KOMPAS/DEONISIA ARLINTA
Kurikulum pendidikan SMK dan pengangguran terbuka lulusan SMK.
Menurut Petra, tantangan dalam upaya revitalisasi SMK adalah penerapan sistem pendidikan. Sistem yang dibentuk harus bersifat fleksibel agar mudah beradaptasi dengan perkembangan dunia usaha yang berubah cepat.
Terkadang, hambatan pada pengembangan sistem pendidikan tidak hanya karena masalah pembiayaan pengadaan sarana dan prasarana sekolah tetapi juga sistem pengadaan yang berlaku. Keterbatasan sarana dan prasarana jangan sampai menghambat pengembangan kompetensi siswa.
“Persepsi penyelenggaraan pendidikan dan masyarakat terhadap pendidikan kejuruan yang menganggap tidak kompeten dan kurang mumpuni juga harus dihapuskan.
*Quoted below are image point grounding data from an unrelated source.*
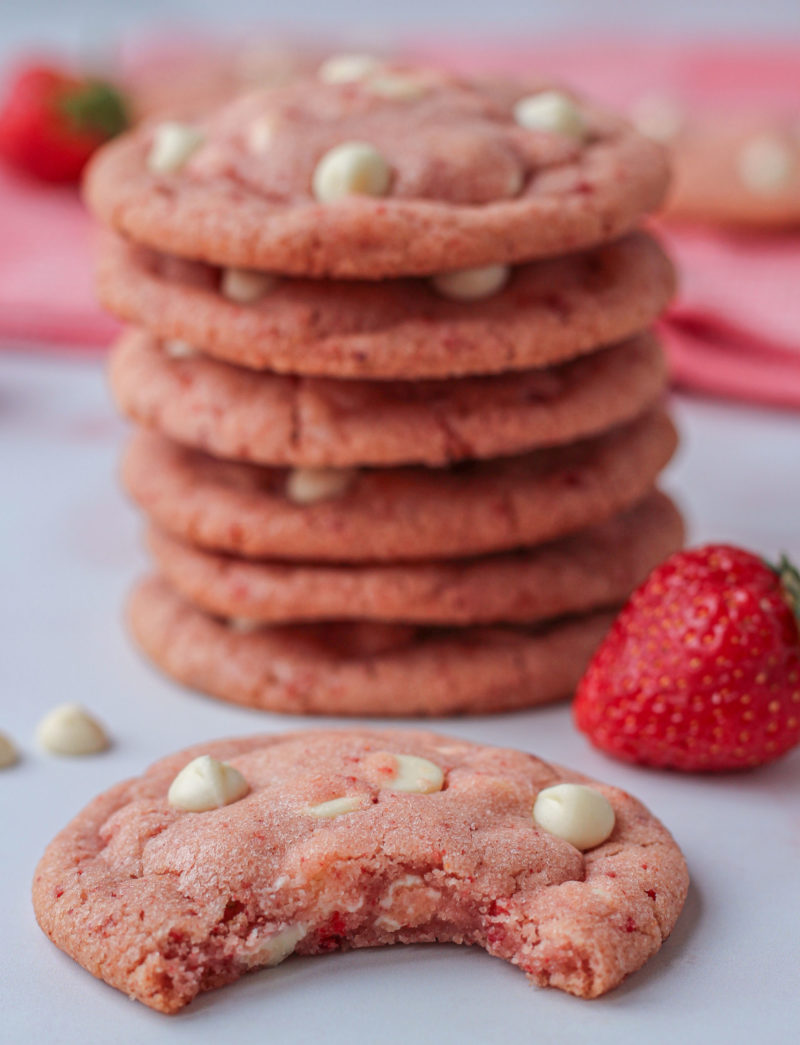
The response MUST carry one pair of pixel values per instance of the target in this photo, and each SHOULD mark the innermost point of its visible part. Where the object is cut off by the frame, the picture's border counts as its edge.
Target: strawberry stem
(96, 108)
(790, 581)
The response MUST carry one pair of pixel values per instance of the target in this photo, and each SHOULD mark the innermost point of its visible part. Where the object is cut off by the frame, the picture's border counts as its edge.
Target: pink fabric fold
(734, 329)
(45, 268)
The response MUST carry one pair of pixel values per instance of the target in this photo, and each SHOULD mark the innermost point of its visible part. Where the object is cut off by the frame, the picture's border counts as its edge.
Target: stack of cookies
(398, 407)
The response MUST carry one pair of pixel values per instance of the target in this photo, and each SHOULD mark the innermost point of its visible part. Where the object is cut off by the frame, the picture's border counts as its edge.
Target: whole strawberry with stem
(701, 670)
(51, 121)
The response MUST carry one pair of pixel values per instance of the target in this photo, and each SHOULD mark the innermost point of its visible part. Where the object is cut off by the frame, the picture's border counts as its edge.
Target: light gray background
(85, 24)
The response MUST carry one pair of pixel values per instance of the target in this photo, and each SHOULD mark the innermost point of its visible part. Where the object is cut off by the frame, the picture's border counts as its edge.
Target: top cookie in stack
(391, 352)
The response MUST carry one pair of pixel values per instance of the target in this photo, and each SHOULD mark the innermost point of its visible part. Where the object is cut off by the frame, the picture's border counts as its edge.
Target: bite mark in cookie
(399, 514)
(191, 901)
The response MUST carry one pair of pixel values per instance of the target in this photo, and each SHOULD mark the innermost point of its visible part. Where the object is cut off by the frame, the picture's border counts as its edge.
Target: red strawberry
(701, 670)
(51, 122)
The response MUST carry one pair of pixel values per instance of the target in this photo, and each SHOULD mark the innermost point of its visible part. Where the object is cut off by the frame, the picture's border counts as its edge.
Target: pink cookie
(459, 181)
(547, 311)
(363, 668)
(396, 514)
(163, 904)
(307, 421)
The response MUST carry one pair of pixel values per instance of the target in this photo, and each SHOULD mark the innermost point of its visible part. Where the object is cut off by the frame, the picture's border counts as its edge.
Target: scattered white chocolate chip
(766, 164)
(206, 784)
(70, 729)
(348, 68)
(260, 135)
(352, 168)
(550, 111)
(8, 753)
(657, 116)
(277, 948)
(397, 87)
(245, 285)
(574, 812)
(178, 349)
(335, 807)
(415, 774)
(243, 625)
(172, 144)
(306, 486)
(471, 284)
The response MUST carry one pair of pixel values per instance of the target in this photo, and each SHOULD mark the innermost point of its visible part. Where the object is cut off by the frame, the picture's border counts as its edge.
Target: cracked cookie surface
(463, 183)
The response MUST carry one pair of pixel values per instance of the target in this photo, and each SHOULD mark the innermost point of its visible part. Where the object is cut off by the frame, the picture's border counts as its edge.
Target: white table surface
(70, 548)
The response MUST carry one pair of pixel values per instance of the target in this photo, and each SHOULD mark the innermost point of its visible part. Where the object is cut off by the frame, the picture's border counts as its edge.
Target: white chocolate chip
(550, 111)
(471, 284)
(415, 774)
(243, 625)
(8, 753)
(260, 135)
(178, 349)
(406, 882)
(172, 144)
(277, 948)
(348, 68)
(306, 486)
(245, 285)
(397, 87)
(574, 812)
(70, 729)
(657, 117)
(352, 168)
(206, 784)
(766, 165)
(335, 807)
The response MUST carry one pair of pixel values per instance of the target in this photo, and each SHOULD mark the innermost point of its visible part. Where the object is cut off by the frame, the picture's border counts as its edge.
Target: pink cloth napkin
(733, 331)
(45, 268)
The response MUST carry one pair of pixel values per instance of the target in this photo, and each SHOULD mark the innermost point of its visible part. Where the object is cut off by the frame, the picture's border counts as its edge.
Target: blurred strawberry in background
(51, 121)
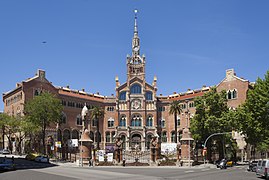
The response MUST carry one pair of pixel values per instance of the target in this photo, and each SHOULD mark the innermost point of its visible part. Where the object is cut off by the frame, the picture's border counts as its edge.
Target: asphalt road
(138, 173)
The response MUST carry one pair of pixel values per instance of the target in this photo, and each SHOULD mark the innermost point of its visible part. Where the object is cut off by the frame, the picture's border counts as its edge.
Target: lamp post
(83, 117)
(187, 126)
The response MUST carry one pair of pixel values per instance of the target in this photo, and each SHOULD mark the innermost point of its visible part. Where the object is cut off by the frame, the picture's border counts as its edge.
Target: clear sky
(187, 43)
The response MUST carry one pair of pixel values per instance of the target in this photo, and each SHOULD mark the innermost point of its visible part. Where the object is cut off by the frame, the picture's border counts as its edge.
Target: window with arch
(149, 122)
(148, 140)
(136, 89)
(107, 136)
(229, 94)
(113, 133)
(110, 122)
(173, 136)
(163, 123)
(99, 137)
(122, 96)
(178, 121)
(92, 135)
(234, 94)
(64, 118)
(123, 138)
(164, 136)
(94, 122)
(191, 104)
(136, 121)
(122, 121)
(79, 120)
(149, 96)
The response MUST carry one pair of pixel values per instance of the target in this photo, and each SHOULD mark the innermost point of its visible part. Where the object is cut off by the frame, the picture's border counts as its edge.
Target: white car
(263, 168)
(44, 159)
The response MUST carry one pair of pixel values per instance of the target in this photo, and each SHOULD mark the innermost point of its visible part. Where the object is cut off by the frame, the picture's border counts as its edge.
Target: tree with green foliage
(96, 114)
(175, 109)
(212, 116)
(43, 111)
(253, 116)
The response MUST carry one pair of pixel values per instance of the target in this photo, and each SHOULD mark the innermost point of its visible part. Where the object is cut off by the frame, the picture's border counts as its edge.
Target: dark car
(252, 166)
(6, 151)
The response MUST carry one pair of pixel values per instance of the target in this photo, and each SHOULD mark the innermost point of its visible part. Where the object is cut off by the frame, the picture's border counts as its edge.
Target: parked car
(252, 166)
(7, 164)
(263, 168)
(222, 164)
(42, 158)
(6, 151)
(31, 156)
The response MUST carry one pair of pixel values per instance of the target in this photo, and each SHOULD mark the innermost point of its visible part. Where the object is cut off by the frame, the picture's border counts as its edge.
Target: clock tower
(136, 101)
(135, 63)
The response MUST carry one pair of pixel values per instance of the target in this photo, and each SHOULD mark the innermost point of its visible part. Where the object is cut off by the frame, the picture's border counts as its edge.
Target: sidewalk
(70, 164)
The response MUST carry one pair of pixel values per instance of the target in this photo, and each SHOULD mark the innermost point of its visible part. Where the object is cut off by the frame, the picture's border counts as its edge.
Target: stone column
(186, 148)
(85, 146)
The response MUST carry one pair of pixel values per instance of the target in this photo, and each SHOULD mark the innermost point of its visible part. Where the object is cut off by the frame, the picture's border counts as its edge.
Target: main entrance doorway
(136, 142)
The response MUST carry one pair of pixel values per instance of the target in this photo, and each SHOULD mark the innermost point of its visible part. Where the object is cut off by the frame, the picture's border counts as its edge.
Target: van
(263, 168)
Karena itu, siswa SMK harus dipastikan mendapatkan bimbingan karir yang kuat serta memiliki keterampilan yang unggul,” ucapnya.
Peneliti senior Article 33 Indonesia, Lukman Hakim menambahkan, pembenahan kurikulum SMK tidak akan berpengaruh signifikan mendorong relevansi pendidikan kejuruan jika tidak diimbangi dengan pembenahan pada ketersediaan fasilitas sekolah dan tenaga pendidik yang berkualitas. Sebagian besar siswa SMK saat ini belajar di sekolah yang dinilai kurang berkualitas.
KOMPAS/DEONISIA ARLINTA
Data akreditasi SMK.
Berdasarkan Data Pokok Direktorat Pembinaan SMK Kementerian Pendidikan dan Kebudayaan, dari sekitar 5 juta siswa SMK, sekitar 2,5 juta siswa di antaranya bersekolah di SMK yang tidak terakreditasi. Lainnya, sekitar 1,4 juta berada di SMK akreditasi A, 817.000 siswa di SMK akreditasi B, 134.000 siswa di SMK akreditasi B, dan sisanya di SMK yang belum terakreditasi.
“Masalah lainnya adalah ketersediaan guru produktif yang kompeten. Jumlah guru produktif sebenarnya sudah memadai, namun distribusinya belum merata dan sebagian tidak produktif,” kata Lukman.